Building a Fast File Transfer Tool, Part 2: Beating rsync by 58% with kTLS

Collapse
X
 
  • Time
  • Show
Clear All
new posts
  • MyrinNew
    Senior Member
    • Feb 2024
    • 5175

    #1

    Building a Fast File Transfer Tool, Part 2: Beating rsync by 58% with kTLS

    Building a Fast File Transfer Tool, Part 2: Beating rsync by 58% with kTLS

    In Part 1, I built uring-sync—a file copier that's 4.2x faster than cp for local copies using io_uring. Now I've added network transfer with kernel TLS encryption, achieving 58% faster transfers than rsync.


    The Problem: SSH is the Bottleneck

    When transferring ML datasets between machines, rsync over SSH is the go-to tool:






    rsync -az /data/ml_dataset user@server:/backup/







    It works, but it's slow. For a 9.7GB dataset (100K files), rsync took 390 seconds—a throughput of just 25 MB/s.

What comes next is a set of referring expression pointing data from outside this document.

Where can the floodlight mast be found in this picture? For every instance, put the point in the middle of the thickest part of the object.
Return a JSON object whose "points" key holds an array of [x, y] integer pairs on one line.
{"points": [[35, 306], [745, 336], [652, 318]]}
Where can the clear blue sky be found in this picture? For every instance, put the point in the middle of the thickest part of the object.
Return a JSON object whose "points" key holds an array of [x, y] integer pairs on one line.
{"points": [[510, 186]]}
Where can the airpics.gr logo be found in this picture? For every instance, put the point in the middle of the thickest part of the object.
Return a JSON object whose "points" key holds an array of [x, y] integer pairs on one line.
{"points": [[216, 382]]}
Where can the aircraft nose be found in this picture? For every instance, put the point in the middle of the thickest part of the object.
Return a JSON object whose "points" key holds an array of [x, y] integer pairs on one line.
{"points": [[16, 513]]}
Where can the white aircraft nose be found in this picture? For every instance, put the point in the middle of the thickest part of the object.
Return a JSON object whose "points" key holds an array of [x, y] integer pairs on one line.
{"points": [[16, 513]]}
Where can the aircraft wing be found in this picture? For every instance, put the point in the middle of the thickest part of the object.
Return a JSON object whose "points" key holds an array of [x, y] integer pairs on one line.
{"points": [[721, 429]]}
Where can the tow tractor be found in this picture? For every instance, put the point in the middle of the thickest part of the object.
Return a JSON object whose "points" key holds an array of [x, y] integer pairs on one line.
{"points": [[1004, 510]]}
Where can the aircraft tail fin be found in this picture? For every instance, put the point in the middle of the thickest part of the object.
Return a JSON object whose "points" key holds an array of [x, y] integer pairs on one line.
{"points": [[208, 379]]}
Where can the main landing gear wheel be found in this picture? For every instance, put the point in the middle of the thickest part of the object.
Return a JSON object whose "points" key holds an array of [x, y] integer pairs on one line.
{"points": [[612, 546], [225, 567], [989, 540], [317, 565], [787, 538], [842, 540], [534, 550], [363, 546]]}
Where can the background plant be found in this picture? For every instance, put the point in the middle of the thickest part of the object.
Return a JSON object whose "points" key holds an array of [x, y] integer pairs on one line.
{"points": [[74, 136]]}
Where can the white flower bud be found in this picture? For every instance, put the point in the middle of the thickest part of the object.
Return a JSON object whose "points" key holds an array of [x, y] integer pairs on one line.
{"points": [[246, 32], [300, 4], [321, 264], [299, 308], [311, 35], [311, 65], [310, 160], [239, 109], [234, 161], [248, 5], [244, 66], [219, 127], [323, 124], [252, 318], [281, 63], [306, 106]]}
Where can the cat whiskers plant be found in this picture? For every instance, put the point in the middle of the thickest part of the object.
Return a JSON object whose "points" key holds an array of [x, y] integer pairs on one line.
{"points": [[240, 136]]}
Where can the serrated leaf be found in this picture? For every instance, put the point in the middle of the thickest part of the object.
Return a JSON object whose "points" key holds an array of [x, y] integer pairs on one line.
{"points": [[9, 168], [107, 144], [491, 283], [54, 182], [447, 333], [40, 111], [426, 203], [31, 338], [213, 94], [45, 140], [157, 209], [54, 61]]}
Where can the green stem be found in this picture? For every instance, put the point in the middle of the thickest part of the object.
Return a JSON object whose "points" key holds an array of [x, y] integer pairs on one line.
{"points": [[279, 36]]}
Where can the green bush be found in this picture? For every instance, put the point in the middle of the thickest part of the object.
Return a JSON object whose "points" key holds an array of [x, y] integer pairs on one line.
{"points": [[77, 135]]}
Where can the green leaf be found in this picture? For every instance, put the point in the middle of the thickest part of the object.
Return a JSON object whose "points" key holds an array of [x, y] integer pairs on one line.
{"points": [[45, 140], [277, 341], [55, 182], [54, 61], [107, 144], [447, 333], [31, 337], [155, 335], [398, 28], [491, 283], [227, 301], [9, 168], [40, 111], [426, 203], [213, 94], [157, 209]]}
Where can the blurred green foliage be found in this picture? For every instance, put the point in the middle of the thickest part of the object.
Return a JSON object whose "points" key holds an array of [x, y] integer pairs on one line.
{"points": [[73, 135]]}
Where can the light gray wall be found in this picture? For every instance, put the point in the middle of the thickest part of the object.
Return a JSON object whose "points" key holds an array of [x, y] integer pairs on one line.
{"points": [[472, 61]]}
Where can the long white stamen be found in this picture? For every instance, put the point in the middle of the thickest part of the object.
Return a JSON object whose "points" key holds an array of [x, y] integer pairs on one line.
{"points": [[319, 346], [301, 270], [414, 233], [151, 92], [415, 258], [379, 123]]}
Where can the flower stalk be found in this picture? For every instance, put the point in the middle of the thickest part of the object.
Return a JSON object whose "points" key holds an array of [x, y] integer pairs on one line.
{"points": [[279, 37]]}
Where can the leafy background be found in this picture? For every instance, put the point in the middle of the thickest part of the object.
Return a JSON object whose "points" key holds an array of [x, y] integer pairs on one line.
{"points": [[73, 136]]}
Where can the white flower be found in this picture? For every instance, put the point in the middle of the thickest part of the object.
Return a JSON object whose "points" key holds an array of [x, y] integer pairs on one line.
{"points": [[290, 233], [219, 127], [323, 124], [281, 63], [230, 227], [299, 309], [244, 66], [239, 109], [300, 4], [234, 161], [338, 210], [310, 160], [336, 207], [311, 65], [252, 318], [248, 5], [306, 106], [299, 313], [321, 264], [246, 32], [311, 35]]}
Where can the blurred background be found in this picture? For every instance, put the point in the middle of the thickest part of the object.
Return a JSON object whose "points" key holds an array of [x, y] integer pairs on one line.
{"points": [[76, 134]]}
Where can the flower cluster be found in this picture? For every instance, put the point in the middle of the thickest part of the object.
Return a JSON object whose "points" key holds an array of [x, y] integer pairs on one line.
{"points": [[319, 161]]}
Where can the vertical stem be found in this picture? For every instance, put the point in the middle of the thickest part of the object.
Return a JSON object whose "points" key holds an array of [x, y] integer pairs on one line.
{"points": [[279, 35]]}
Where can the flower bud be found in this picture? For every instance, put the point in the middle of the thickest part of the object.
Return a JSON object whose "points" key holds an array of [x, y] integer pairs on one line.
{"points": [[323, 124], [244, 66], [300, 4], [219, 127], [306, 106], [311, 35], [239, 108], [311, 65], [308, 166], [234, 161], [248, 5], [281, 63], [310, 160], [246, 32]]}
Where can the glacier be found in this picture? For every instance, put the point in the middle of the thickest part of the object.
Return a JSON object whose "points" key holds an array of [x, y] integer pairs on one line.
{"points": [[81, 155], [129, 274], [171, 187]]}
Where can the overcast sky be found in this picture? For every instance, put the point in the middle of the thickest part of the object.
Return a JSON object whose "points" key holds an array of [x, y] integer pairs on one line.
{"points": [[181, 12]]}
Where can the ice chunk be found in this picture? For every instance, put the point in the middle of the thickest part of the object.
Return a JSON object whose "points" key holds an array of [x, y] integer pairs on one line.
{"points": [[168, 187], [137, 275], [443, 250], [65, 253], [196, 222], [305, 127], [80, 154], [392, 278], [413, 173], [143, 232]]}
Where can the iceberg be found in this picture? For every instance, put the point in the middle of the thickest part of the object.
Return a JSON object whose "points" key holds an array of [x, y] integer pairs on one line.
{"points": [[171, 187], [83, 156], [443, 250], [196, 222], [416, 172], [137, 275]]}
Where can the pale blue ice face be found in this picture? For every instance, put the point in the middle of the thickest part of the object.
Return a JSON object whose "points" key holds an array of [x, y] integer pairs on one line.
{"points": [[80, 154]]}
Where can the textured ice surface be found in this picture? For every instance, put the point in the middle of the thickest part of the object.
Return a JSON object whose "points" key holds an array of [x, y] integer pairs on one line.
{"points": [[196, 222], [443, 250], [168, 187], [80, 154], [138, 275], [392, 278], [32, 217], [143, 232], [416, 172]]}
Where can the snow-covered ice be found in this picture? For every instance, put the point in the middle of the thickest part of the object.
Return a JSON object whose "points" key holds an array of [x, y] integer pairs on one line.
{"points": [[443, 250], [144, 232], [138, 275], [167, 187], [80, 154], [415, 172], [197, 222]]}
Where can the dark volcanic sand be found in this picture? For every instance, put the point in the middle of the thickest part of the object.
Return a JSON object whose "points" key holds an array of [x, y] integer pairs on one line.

    The bottleneck isn't the network. It's encryption in userspace.






    ┌─────────┐ ┌─────────┐ ┌─────────┐ ┌─────────┐
    │ File │────▶│ rsync │────▶│ SSH │────▶│ Network │
    │ Read │ │ (delta) │ │ encrypt │ │ Send │
    └─────────┘ └─────────┘ └─────────┘ └─────────┘

    Context switches,
    userspace copies,
    CPU-bound AES







    Every byte passes through the SSH process, which encrypts it using OpenSSL in userspace. This involves:
    • Multiple context switches between kernel and userspace
    • Copying data between kernel buffers and userspace buffers
    • CPU time for AES encryption (even with AES-NI)


    The Solution: kTLS (Kernel TLS)

    Linux 4.13+ supports kTLS—TLS encryption handled directly in the kernel. Once you set up the TLS session, the kernel encrypts data as it flows through the socket.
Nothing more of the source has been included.